I remember, when I was in my "gothic" stage in 8th grade, I told everyone I was gothic. I acted and looked the part; the Hot Topic outfits, black nails, black eye-liner, black dyed hair (I'm a natural blonde), cutting, pushing everyone away, breaking down at school, staying to myself ... the list goes on and on. Even though that's when people hated me the most and people talked about me the most ... sometimes I wish I could go back to that. Because, I didn't make myself get hurt. People hated me, but I didn't do anything to cause it. I was by myself, alone to my thoughts where no one could reach me ... I liked that. Even if it meant I had to go back to being a cutter, if I could prevent myself from being hurt over and over, I'd do it. I already want to cut again ... I haven't for 23 days ... seems wayyy longer than that for me. It even seems longer than when I went 149 days ... Weird ...

Heh ... even with that part wrong, everything else is right. Even the future jobs are correct. Well, not the therapists. *shivers* I wish all therapists and psychologists would die. But, being an author, songwriter, or philosopher would be something I'd want to do. Of course, singing is first; but if that doesn't happen, those are my backups.
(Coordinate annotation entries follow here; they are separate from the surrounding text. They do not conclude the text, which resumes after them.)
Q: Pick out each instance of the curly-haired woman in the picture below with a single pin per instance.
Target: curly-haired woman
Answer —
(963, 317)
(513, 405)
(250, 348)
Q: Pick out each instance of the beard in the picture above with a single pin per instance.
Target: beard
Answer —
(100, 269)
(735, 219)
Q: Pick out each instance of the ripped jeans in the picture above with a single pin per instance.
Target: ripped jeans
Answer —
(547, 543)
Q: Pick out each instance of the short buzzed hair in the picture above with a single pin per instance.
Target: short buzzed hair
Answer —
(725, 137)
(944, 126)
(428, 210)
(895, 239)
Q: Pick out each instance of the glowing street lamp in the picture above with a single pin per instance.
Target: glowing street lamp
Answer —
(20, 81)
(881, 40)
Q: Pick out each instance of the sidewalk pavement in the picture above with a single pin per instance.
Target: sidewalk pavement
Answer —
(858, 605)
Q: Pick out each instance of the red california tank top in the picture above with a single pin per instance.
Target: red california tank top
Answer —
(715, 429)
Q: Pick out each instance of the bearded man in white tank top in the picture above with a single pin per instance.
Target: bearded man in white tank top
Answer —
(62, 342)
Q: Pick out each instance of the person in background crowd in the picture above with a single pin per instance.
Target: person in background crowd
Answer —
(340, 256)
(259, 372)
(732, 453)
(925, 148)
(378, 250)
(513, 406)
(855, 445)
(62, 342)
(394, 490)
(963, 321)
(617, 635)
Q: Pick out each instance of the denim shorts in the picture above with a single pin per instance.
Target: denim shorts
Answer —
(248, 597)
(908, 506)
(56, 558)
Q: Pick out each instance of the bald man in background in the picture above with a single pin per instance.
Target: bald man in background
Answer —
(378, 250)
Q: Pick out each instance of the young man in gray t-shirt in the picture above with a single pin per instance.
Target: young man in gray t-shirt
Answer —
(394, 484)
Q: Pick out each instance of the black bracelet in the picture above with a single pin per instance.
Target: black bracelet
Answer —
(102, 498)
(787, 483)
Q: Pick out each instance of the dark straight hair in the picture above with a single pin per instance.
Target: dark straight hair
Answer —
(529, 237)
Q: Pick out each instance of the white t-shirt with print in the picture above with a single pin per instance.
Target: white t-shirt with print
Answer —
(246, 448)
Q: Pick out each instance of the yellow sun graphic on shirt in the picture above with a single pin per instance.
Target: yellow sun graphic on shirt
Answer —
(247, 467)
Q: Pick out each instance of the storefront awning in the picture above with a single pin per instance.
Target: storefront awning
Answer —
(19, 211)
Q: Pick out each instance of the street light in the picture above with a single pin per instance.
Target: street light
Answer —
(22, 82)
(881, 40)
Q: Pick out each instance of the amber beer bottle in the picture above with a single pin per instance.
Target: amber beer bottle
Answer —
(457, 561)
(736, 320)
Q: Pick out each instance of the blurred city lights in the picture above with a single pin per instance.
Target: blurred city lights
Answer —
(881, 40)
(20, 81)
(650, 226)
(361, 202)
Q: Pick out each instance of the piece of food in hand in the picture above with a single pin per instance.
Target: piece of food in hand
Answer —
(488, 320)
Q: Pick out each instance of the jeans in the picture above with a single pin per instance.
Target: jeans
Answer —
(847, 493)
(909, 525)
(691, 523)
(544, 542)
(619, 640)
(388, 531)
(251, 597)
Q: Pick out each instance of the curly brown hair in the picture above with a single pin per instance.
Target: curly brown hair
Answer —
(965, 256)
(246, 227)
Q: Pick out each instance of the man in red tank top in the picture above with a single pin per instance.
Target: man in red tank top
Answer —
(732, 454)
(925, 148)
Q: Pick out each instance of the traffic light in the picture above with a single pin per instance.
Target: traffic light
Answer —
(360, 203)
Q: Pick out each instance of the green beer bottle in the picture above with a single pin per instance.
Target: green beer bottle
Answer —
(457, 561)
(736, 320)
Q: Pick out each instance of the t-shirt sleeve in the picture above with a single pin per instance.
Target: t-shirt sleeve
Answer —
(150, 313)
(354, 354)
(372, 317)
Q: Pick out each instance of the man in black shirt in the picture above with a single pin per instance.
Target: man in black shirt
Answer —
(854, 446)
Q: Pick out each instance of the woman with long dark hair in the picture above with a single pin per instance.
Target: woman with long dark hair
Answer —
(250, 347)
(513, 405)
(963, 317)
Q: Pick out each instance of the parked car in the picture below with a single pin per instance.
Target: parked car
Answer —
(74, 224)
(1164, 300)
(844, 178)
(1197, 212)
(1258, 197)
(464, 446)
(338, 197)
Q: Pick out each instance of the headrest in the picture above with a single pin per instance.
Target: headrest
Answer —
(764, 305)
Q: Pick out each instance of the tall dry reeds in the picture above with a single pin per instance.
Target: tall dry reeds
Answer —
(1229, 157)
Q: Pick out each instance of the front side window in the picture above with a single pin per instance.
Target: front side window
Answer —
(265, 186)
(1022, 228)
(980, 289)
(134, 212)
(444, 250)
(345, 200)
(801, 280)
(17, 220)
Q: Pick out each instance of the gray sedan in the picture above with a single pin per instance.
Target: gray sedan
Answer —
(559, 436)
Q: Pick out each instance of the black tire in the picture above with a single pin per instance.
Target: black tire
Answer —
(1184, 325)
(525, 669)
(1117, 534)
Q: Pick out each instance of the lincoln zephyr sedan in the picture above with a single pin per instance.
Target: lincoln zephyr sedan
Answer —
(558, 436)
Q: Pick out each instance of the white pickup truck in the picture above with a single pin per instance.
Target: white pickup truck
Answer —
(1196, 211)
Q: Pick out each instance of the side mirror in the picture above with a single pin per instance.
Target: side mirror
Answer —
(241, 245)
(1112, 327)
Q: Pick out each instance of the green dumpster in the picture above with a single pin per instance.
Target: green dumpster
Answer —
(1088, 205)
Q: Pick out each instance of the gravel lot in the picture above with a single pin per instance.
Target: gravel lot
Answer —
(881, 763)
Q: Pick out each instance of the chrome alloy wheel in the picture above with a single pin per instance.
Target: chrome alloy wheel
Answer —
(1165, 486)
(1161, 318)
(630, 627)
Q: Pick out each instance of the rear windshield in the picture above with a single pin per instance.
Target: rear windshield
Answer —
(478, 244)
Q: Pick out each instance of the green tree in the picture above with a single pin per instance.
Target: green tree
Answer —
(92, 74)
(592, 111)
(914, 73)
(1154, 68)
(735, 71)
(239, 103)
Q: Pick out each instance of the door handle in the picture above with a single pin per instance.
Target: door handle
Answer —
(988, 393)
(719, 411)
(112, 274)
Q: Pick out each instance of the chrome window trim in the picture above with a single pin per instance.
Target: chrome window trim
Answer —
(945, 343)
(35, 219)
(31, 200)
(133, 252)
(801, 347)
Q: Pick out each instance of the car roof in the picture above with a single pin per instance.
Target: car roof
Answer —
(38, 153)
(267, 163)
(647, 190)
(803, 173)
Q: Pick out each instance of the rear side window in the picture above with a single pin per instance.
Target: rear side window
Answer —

Heh, how can someone as twisted at myself want to be a singer? But I do ... more than anything else in the world. To be able to sing songs that come from my soul ... that would be perfect. To sing songs like Amy Lee's. Tourniquet, Imaginary, Everybody's Fool, and Hello describe me so much. I think I'm going to listen to that CD now.

Get all depressed then work on my FMA fic. Wow, what a concept I have.